In the audio path, the original AAC-encoded track was passed through FFmpeg and Librosa for WAV transcoding, speech and background noise separation, and Mel-Spectrogram generation and rhythm modelling. Mel-Spectrogram analysis shows that the main frequency of speech is concentrated at 1.5-2.8kHz, which has the male medium-high frequency intonation pattern commonly found in military commands; the background noise component shows low-frequency mechanical interference (0.4-1.1kHz) and multi-source ambient reverberation, and the SNR value fluctuates between -2 to 3dB fluctuating between -2 and 3 dB, constituting a high-noise speech scene. After Pydub energy segmentation analysis, two suspicious speech command concentration intervals (10th-12th seconds and 26th-28th seconds) are clearly identified, which are highly overlapped with the structural behavioural frames in the images, and the “speech-image-action” cause-and-effect relationship is constructed for the TACTIC-GRAPHS module. This provides a key anchor for the TACTIC-GRAPHS module to build the “speech-image-action” causal chain.

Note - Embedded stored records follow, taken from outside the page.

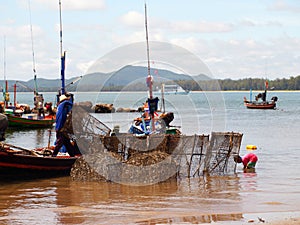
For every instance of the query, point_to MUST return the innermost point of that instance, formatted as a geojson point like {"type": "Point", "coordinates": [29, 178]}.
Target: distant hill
{"type": "Point", "coordinates": [128, 76]}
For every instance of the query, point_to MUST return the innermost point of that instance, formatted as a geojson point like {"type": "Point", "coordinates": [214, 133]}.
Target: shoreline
{"type": "Point", "coordinates": [272, 218]}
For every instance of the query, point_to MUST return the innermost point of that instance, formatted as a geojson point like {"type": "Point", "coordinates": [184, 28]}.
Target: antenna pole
{"type": "Point", "coordinates": [32, 47]}
{"type": "Point", "coordinates": [62, 54]}
{"type": "Point", "coordinates": [149, 77]}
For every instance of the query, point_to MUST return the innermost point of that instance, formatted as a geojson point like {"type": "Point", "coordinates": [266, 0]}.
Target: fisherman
{"type": "Point", "coordinates": [249, 160]}
{"type": "Point", "coordinates": [64, 108]}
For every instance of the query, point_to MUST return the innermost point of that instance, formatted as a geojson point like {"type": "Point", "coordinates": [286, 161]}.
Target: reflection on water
{"type": "Point", "coordinates": [273, 188]}
{"type": "Point", "coordinates": [62, 201]}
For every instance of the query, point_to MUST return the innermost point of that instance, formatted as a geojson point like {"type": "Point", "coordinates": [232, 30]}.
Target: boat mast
{"type": "Point", "coordinates": [149, 77]}
{"type": "Point", "coordinates": [5, 89]}
{"type": "Point", "coordinates": [32, 48]}
{"type": "Point", "coordinates": [148, 55]}
{"type": "Point", "coordinates": [62, 54]}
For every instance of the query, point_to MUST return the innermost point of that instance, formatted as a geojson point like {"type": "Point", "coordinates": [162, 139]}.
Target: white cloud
{"type": "Point", "coordinates": [281, 5]}
{"type": "Point", "coordinates": [133, 18]}
{"type": "Point", "coordinates": [71, 4]}
{"type": "Point", "coordinates": [201, 26]}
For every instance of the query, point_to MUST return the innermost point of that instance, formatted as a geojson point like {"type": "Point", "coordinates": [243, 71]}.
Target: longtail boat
{"type": "Point", "coordinates": [18, 161]}
{"type": "Point", "coordinates": [30, 121]}
{"type": "Point", "coordinates": [263, 104]}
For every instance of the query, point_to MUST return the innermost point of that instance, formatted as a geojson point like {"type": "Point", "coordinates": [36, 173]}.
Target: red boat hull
{"type": "Point", "coordinates": [263, 105]}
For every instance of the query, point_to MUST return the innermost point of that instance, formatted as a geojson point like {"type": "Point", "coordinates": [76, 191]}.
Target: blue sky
{"type": "Point", "coordinates": [235, 39]}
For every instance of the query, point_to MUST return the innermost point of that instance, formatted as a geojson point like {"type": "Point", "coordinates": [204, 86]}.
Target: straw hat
{"type": "Point", "coordinates": [62, 98]}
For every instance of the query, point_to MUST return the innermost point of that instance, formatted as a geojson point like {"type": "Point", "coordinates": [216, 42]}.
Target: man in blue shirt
{"type": "Point", "coordinates": [64, 107]}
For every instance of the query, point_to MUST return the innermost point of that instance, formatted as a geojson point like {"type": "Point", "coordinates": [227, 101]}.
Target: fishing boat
{"type": "Point", "coordinates": [260, 100]}
{"type": "Point", "coordinates": [30, 121]}
{"type": "Point", "coordinates": [173, 89]}
{"type": "Point", "coordinates": [17, 161]}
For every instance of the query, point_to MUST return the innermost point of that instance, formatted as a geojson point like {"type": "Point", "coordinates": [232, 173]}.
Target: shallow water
{"type": "Point", "coordinates": [273, 188]}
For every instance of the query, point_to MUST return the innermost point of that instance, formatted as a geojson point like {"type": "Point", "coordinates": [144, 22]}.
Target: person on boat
{"type": "Point", "coordinates": [249, 160]}
{"type": "Point", "coordinates": [64, 108]}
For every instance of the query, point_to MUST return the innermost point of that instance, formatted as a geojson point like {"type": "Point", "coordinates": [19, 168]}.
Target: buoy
{"type": "Point", "coordinates": [251, 147]}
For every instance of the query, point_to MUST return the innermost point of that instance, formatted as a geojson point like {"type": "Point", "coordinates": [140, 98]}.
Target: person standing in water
{"type": "Point", "coordinates": [249, 160]}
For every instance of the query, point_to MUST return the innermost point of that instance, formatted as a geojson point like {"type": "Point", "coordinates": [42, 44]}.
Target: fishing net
{"type": "Point", "coordinates": [128, 159]}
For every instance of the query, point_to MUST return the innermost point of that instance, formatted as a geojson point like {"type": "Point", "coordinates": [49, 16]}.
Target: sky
{"type": "Point", "coordinates": [235, 39]}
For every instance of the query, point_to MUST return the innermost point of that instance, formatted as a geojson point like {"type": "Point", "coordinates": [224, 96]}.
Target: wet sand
{"type": "Point", "coordinates": [275, 218]}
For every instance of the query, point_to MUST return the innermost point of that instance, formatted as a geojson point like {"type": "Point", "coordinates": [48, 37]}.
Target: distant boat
{"type": "Point", "coordinates": [173, 89]}
{"type": "Point", "coordinates": [263, 103]}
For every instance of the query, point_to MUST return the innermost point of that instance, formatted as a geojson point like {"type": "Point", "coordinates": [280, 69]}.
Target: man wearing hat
{"type": "Point", "coordinates": [249, 160]}
{"type": "Point", "coordinates": [64, 107]}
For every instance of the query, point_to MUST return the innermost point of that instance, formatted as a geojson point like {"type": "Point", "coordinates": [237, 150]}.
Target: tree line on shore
{"type": "Point", "coordinates": [292, 83]}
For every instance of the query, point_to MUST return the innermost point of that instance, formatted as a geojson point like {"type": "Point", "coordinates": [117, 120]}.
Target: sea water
{"type": "Point", "coordinates": [274, 188]}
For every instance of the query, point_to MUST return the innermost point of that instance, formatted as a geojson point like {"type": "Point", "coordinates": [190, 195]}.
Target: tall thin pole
{"type": "Point", "coordinates": [32, 48]}
{"type": "Point", "coordinates": [5, 91]}
{"type": "Point", "coordinates": [62, 54]}
{"type": "Point", "coordinates": [149, 78]}
{"type": "Point", "coordinates": [148, 55]}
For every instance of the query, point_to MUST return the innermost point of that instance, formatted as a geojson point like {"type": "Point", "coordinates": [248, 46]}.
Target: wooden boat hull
{"type": "Point", "coordinates": [28, 166]}
{"type": "Point", "coordinates": [15, 121]}
{"type": "Point", "coordinates": [263, 105]}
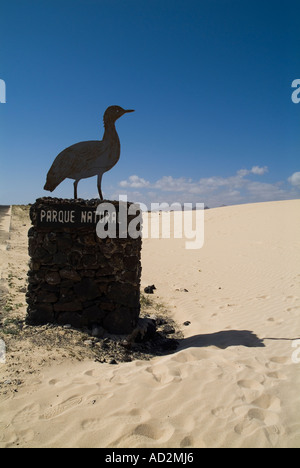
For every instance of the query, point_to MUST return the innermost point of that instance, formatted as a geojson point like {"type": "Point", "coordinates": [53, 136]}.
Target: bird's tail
{"type": "Point", "coordinates": [51, 185]}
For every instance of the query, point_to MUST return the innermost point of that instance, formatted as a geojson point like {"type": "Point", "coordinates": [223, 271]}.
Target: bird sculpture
{"type": "Point", "coordinates": [88, 158]}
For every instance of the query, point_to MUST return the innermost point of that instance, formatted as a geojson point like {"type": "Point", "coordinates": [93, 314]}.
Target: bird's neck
{"type": "Point", "coordinates": [110, 132]}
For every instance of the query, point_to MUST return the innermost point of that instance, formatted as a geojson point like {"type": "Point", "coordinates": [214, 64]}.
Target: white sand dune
{"type": "Point", "coordinates": [234, 380]}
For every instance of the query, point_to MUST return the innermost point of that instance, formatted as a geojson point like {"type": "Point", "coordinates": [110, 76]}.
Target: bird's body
{"type": "Point", "coordinates": [88, 158]}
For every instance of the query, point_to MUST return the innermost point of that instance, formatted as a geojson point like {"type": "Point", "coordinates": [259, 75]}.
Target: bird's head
{"type": "Point", "coordinates": [113, 113]}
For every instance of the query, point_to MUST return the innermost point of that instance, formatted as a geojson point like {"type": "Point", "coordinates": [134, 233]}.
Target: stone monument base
{"type": "Point", "coordinates": [77, 278]}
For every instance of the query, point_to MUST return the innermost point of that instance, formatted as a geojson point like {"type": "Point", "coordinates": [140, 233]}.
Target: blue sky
{"type": "Point", "coordinates": [210, 81]}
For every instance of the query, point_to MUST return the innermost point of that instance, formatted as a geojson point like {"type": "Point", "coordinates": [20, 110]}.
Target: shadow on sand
{"type": "Point", "coordinates": [223, 339]}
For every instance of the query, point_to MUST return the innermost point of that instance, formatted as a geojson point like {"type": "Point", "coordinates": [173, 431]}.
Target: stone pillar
{"type": "Point", "coordinates": [77, 278]}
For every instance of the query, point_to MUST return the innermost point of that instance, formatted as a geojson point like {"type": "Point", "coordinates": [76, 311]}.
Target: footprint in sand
{"type": "Point", "coordinates": [250, 385]}
{"type": "Point", "coordinates": [266, 401]}
{"type": "Point", "coordinates": [161, 432]}
{"type": "Point", "coordinates": [57, 410]}
{"type": "Point", "coordinates": [27, 415]}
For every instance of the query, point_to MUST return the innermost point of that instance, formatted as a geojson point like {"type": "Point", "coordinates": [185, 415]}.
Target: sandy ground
{"type": "Point", "coordinates": [233, 380]}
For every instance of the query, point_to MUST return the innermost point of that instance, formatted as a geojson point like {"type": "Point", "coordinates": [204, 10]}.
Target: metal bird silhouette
{"type": "Point", "coordinates": [88, 158]}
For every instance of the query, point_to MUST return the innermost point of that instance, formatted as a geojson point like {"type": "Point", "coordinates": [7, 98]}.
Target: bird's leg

These intermediate outputs achieve the unified alignment of image and audio coding at the data level, forming a fusion dataset with “timestamp-image frame-speech fragment” as the basic unit. At the same time, TACTIC-AI system’s ability to recover the structure of unstructured video samples, to attribute audio and sound to regions, and to reason with high confidence have been significantly improved. The structural node mapping and acoustic attribution classification will be carried out in WeaponNet and SpectroNet respectively, and finally converged into TACTIC-GRAPHS to build a dynamic inference map of task triggering and threat intensity, so as to achieve a systematic leap from low-quality clips to multimodal tactical scenario modelling.